Life amid the headstones

A family of Indian laborers has made its home in Penang’s Jewish cemetery for generations

 

 

Tibor Krausz

The Jerusalem Report

Penang

 

When you visit a cemetery, the last thing you expect to find is people living there happily above ground. But this is exactly what I found in the little-known Jewish cemetery of Georgetown on the Malaysian island of Penang.

A young member of the Sundram family tends to a grave in Georgetown's Jewish cemetery (photo: archives)

Hemmed in by the glass-and-concrete monolith of the ruling United Malays National Organization’s spanking new headquarters and a towering Chinese Christian church, it’s the country’s only Jewish graveyard: a lush plot of grass and angsana trees with neat rows of stones on what was once Yehudi Road. It provides home to the family of Selvaraj Sundram, 50, an Indian casual laborer who emerges from his makeshift shack built against the wall, guarding the massive iron-gated entrance.


The then still-vibrant Jewish community hired Sundram’s great-grandfather to look after the plot. The Jews of Penang are long gone, but the first caretaker’s progenies are still cutting grass and scrubbing stone after five generations. Sundram, a dark-skinned Hindu man with a balding pate, was born in the cemetery, got married there, and takes great pride in his “family heritage.”


From a rumpled shopping bag, he produces a crumbling moth-eaten death register dating from 1938 and hands it to me gingerly like a relic. With no new burials since 1978, it now doubles as the guest book, the yellowed ink-blotted pages bearing polite comments by visitors from as far away as the US, New Zealand, France and Argentina. A man from Tiberias in Israel gladly reports that he came looking for his father’s grave and found it here.


Sundram’s four sons have grown up playing hide-and-seek and hopscotch among the headstones that bear the names of Manassehs, Jacobs and Ephraims. The youngest, 10-year-old Vijandrin, a lively little rascal, tells me he enjoys
stargazing while lying supine on the cool flat stones at night.


No ghost has ever bothered him or his family. The only visitations were by representatives of the neighboring UNMO’s offices who wanted to take over the property. They backed down after threats of international hue and cry from the cemetery’s anonymous German donors, who send Sundram his monthly $65 for the upkeep of the place.
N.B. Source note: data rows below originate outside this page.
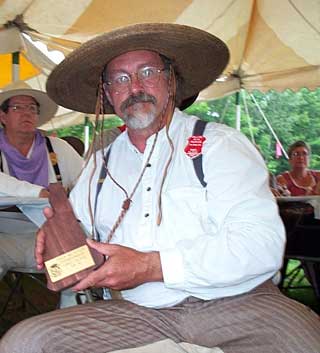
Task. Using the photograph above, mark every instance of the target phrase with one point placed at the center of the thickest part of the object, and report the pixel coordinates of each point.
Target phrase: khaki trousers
(261, 321)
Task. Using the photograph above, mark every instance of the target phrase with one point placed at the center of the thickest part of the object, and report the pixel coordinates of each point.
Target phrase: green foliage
(292, 115)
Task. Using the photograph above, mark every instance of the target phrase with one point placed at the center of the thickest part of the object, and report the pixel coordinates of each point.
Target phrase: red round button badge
(194, 146)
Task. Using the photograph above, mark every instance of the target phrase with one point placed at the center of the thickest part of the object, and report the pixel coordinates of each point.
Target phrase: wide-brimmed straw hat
(197, 56)
(48, 107)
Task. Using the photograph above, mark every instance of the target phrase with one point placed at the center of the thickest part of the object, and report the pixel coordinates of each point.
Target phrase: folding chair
(15, 281)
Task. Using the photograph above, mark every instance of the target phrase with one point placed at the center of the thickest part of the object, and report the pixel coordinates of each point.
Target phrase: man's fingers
(48, 212)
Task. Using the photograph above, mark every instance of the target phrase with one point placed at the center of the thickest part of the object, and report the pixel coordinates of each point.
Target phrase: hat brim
(48, 107)
(197, 56)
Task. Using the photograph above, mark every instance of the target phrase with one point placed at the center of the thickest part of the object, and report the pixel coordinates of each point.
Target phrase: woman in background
(300, 180)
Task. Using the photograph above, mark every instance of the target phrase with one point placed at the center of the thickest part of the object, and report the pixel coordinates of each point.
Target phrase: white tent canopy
(274, 44)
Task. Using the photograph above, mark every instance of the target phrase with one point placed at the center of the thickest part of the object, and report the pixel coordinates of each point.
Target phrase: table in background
(301, 217)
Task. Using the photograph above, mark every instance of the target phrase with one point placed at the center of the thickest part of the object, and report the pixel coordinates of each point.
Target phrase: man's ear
(105, 88)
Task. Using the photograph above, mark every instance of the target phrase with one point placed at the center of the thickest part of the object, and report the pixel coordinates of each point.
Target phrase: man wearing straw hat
(193, 261)
(28, 163)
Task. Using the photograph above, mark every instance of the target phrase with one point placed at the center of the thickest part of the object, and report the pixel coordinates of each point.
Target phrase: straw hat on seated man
(29, 161)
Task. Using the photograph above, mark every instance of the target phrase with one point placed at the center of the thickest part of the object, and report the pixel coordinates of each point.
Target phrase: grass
(299, 287)
(46, 300)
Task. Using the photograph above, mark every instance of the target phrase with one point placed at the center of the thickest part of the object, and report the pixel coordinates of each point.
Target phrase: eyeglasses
(300, 154)
(148, 76)
(19, 107)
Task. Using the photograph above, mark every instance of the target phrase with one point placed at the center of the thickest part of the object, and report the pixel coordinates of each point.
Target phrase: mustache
(138, 98)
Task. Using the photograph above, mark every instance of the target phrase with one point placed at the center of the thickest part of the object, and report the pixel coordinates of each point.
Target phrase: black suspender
(198, 130)
(102, 176)
(53, 159)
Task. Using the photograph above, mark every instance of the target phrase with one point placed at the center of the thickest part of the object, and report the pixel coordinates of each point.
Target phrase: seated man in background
(28, 163)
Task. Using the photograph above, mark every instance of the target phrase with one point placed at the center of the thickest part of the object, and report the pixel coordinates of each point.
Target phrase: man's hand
(40, 240)
(124, 268)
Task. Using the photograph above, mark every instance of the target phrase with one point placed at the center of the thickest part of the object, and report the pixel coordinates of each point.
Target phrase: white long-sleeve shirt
(214, 242)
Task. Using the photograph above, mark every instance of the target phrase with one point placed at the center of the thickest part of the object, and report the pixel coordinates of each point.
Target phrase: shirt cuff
(172, 267)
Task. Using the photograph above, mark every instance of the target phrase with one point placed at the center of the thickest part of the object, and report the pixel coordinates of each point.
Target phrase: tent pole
(15, 66)
(269, 126)
(238, 112)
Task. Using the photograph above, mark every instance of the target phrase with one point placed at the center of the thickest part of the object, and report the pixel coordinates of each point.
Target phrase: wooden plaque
(67, 256)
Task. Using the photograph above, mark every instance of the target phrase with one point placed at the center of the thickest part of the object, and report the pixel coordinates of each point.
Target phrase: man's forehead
(22, 99)
(134, 57)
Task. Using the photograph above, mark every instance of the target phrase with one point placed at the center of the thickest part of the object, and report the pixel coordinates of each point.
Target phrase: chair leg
(13, 289)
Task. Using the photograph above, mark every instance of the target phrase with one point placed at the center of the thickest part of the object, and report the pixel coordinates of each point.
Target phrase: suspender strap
(53, 159)
(102, 176)
(198, 130)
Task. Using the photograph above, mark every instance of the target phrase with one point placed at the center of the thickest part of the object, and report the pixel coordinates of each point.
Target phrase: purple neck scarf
(33, 169)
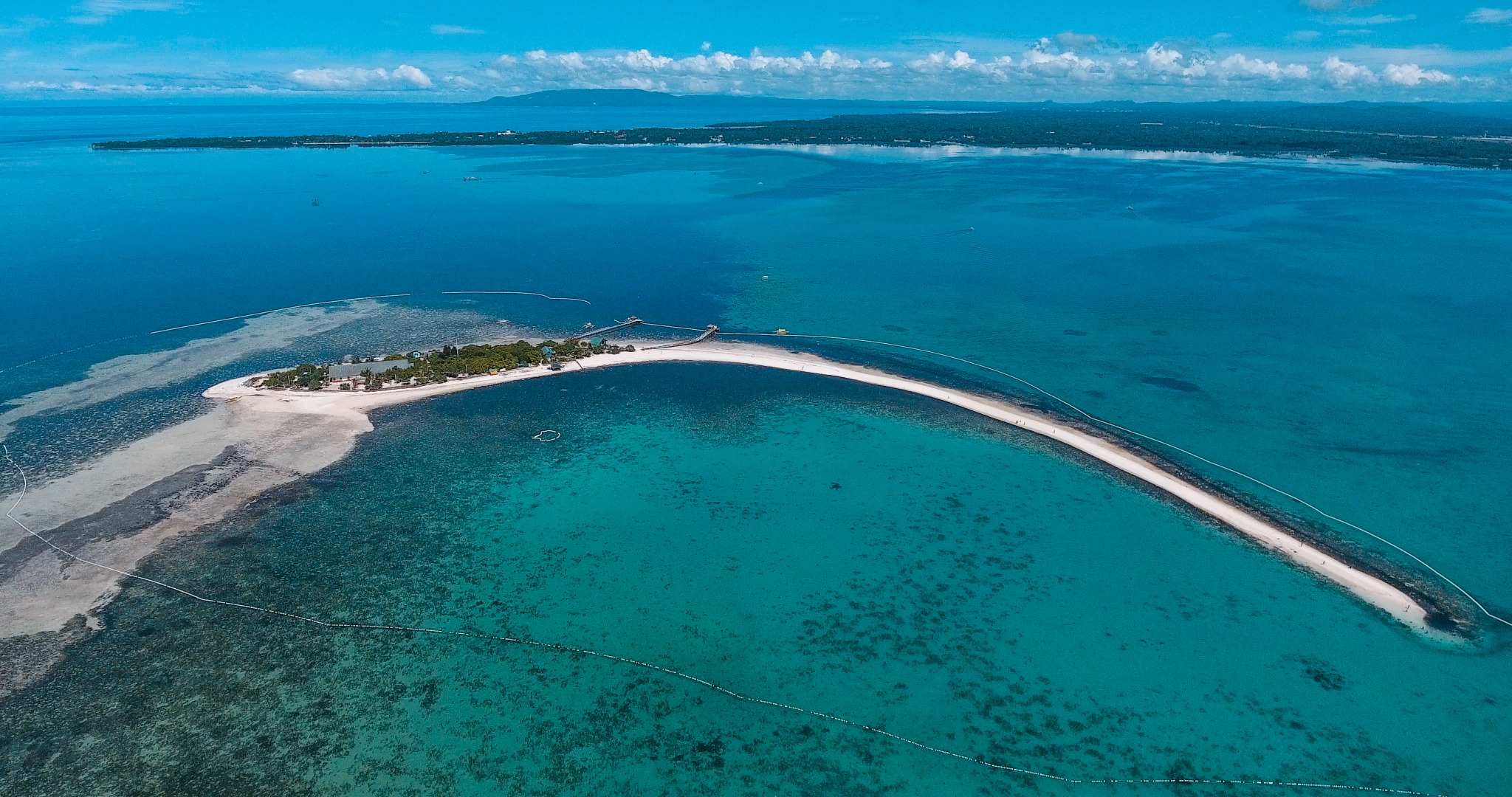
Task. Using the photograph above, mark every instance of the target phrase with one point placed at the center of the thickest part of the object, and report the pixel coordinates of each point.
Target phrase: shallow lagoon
(1337, 330)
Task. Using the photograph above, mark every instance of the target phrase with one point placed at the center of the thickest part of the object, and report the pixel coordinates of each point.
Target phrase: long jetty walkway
(707, 334)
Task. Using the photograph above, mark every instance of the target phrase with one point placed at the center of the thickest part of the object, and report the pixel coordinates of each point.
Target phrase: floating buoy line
(691, 678)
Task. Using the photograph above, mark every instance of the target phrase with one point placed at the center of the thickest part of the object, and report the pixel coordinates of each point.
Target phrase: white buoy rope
(696, 680)
(1112, 425)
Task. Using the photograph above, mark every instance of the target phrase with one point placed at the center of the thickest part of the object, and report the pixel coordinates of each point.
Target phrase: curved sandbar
(1372, 589)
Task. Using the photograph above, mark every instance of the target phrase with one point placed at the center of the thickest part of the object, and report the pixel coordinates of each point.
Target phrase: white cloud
(1240, 67)
(100, 11)
(1343, 73)
(936, 63)
(1041, 70)
(1376, 18)
(1490, 15)
(1164, 61)
(1411, 75)
(1076, 41)
(402, 76)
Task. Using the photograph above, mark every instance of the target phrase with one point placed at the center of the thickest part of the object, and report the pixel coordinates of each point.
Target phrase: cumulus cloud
(1048, 69)
(402, 76)
(936, 63)
(1411, 75)
(1490, 15)
(1240, 67)
(1343, 73)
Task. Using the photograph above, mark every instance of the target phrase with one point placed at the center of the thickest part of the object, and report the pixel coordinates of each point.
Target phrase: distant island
(1347, 131)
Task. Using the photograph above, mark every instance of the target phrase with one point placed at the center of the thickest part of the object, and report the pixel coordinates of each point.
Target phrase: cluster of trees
(304, 377)
(440, 365)
(1389, 132)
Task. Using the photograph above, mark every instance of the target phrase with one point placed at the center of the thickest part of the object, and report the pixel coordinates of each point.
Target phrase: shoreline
(1257, 528)
(126, 504)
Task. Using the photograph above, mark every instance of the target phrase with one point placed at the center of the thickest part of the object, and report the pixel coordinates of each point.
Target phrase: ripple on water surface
(826, 545)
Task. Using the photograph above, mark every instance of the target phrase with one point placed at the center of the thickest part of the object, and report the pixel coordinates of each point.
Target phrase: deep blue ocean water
(1336, 330)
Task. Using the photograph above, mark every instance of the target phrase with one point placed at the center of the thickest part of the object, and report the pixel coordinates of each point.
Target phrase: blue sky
(888, 49)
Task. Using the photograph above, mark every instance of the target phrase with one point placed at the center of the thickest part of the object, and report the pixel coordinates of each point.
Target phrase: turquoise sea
(1337, 330)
Malaysia's last indigenous Jew, Mordecai David Mordecai, at his home in Penang in 2001. "Uncle Mordy" died in 2011 and was buried alongside his parents in the local Jewish cemetery (photo: Tibor Krausz)

It’s not the sum that keeps him there. “We like it here, it’s a quiet place,” he explains, casting a proprietary glance around. “No one bothers us and it’s right downtown.”


His eldest son, 22-year-old Rajel, a bartender in a local hotel who sports a finger-thick gold chain and heavy rings, cites another reason. “If we left, all the drunks and drug addicts would jump the wall and crash on the property,” he offers.


Rajel speaks respectfully of the graves’ inhabitants. Stories about them, he says, pass from one generation in his family to the next. “That big grave over there” —he tells me, pointing to a modern elaborately carved Cadillac of a tomb at the far end of the burial ground — “belongs to a rich playboy who died in a car crash when he was 27 in Singapore in 1972. My uncle told me that he was a handsome man and after he died a new girl came here every week to weep over his grave.”


The nearby Penang Museum tells the history of the island’s Jews. The first Jews settled in Penang in the 11th century, following in the footsteps of pioneering Jewish traders from Cairo. Under the British in the 19th century, they formed a small but thriving community of watchmakers and small businessmen. They left after Malay independence in 1957.


The plot for the cemetery was bought by an English lady, who was the first to be buried there in 1835. The last person likely to take his place in the graveyard is 79-year-old Mordecai David Mordecai, the sole remaining native-born Jew of Malaysia. A tired retiree with aquiline features and bushy eyebrows, he was the manager of a famous local hotel that had served the likes of Rudyard Kipling and Joseph Conrad.


In the cemetery, Mordecai will join his father, a merchant from Baghdad, and his mother, who came from Rangoon. “All the others have left,” he tells me in the modest semidetached home that he shares with his Chinese wife in a leafy suburb of Georgetown. “But I’ll stay here alive and dead.”